After 40 years of reform and ‘opening up,’ China has made remarkable economic progress. However, prosperity has been coupled with environmental degradation and the country has a considerable way to go toward achieving the Sustainable Development Goals, an international research collaboration including the James Hutton Institute has found.

The study shows that the country has made progress in poverty reduction, health care provision and gender equity in education, while income disparity continues between regions and with rural-urban populations. China’s desire to achieve ‘ecological civilisation’ has resulted in a reduction of major pollutants in the environment since 2015, while strong coupling remains with CO2 emissions.

Professor Bob Ferrier, Director of Research at the James Hutton Institute and a co-author of the study, said: “Many of the problems regarding sustainable development in China are shared global problems.

“Whilst the challenges that other countries face may be of a different nature, we all have a finite amount of natural resources and in the future will need to develop innovative solutions to improving sustainability in a changing world.”

The authors argue that China’s progress toward economic prosperity and concomitant sustainability provides important insights for other countries.

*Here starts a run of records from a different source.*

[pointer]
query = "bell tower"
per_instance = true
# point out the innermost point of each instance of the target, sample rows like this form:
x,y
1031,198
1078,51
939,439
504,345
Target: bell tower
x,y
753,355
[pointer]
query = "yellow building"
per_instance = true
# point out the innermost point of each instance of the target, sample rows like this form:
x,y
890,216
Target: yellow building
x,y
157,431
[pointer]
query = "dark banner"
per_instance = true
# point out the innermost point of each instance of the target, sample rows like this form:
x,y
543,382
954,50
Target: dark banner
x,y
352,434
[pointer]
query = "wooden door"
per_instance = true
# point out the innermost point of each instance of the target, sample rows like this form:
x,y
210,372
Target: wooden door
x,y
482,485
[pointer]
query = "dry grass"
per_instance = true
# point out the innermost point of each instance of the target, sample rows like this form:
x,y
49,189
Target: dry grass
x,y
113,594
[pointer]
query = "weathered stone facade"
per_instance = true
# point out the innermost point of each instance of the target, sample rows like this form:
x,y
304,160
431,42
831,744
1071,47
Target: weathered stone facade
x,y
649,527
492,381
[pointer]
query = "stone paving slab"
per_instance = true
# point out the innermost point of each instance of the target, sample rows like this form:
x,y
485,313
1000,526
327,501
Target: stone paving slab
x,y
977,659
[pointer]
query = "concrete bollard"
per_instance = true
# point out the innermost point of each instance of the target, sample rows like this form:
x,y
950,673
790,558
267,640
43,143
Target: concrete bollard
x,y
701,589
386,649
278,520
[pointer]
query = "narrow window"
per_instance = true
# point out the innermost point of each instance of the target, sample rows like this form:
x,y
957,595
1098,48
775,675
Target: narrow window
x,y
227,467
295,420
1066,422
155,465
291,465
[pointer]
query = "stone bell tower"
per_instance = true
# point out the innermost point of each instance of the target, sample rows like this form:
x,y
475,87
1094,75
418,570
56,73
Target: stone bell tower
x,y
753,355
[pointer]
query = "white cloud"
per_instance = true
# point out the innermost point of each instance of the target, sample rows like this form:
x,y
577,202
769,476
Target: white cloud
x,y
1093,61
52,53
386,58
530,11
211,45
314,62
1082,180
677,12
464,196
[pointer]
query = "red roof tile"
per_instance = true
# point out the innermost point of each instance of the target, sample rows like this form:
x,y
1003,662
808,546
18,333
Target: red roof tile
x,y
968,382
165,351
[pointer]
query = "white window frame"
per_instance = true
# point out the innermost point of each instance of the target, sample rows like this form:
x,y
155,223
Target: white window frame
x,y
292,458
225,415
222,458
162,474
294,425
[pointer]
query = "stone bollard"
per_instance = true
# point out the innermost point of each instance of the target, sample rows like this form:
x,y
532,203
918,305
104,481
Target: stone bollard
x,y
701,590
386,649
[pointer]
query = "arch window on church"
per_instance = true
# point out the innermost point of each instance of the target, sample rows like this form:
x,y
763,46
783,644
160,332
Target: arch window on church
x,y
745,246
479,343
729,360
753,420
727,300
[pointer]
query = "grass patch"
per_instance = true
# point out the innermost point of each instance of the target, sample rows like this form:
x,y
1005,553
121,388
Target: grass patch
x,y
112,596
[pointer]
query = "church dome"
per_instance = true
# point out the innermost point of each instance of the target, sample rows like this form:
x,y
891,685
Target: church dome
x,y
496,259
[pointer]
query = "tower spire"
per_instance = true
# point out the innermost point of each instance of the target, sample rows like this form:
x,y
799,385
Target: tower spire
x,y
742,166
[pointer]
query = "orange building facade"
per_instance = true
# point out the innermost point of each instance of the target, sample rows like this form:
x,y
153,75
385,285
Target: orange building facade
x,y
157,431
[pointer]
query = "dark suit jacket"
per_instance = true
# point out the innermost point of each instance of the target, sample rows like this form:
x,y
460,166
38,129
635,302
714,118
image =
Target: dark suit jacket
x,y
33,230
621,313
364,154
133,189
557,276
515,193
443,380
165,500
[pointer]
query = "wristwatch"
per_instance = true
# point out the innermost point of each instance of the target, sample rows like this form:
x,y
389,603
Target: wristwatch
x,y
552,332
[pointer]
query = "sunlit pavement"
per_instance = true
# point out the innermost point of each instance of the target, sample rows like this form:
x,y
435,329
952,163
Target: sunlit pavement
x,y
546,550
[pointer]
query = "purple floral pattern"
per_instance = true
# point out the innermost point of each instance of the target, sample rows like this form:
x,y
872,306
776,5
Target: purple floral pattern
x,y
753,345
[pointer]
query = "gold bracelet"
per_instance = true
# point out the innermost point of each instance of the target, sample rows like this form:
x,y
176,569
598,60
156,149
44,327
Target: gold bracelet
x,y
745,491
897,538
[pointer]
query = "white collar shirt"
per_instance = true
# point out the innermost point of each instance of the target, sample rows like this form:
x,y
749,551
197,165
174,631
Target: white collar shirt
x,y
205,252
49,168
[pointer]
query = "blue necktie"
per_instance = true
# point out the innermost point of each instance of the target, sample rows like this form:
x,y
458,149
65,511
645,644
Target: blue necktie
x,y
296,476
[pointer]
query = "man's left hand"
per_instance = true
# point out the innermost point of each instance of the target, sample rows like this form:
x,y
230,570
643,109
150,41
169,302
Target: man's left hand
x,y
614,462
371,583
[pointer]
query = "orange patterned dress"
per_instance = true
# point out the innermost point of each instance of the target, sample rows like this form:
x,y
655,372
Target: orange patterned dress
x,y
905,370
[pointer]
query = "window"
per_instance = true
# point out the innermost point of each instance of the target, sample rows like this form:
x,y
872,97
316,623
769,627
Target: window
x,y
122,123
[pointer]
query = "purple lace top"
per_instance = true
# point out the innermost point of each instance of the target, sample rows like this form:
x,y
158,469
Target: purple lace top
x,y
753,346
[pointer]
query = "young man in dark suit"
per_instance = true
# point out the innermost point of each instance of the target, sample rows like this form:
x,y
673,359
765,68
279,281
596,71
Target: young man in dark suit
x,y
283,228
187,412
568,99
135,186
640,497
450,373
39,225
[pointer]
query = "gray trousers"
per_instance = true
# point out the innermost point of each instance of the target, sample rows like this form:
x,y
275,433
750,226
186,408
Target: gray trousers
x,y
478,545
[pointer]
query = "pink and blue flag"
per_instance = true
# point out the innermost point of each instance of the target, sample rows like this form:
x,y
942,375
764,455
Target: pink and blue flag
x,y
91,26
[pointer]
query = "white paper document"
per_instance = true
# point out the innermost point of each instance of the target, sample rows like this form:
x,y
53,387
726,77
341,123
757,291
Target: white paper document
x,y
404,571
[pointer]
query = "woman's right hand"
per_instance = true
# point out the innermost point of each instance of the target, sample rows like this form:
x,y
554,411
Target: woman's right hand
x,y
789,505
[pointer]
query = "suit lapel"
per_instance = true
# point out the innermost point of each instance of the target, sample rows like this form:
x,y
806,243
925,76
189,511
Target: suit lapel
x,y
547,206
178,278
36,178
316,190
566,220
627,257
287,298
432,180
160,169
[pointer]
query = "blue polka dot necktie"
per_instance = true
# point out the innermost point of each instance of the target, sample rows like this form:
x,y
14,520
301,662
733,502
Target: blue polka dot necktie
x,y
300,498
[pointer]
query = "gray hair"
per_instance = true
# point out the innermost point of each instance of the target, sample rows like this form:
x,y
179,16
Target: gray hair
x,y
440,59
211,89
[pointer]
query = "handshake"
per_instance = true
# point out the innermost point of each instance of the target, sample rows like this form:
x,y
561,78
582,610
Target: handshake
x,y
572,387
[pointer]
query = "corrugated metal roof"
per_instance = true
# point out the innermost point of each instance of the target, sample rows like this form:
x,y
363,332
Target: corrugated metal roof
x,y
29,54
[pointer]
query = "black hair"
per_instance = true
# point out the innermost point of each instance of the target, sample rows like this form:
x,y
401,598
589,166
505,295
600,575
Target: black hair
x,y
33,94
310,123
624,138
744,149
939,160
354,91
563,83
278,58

The paper Forty years of reform and opening up: China’s progress toward a sustainable path, by Yonglong Lu, Yueqing Zhang, Xianghui Cao, Chenchen Wang, Yichao Wang, Meng Zhang, Robert C. Ferrier, Alan Jenkins, Jingjing Yuan, Mark J. Bailey, Deliang Chen, Hanqin Tian, Hong Li, Ernst Ulrich von Weizsäcker and Zhongxiang Zhang, is available in the latest issue of Science Advances and can be accessed here.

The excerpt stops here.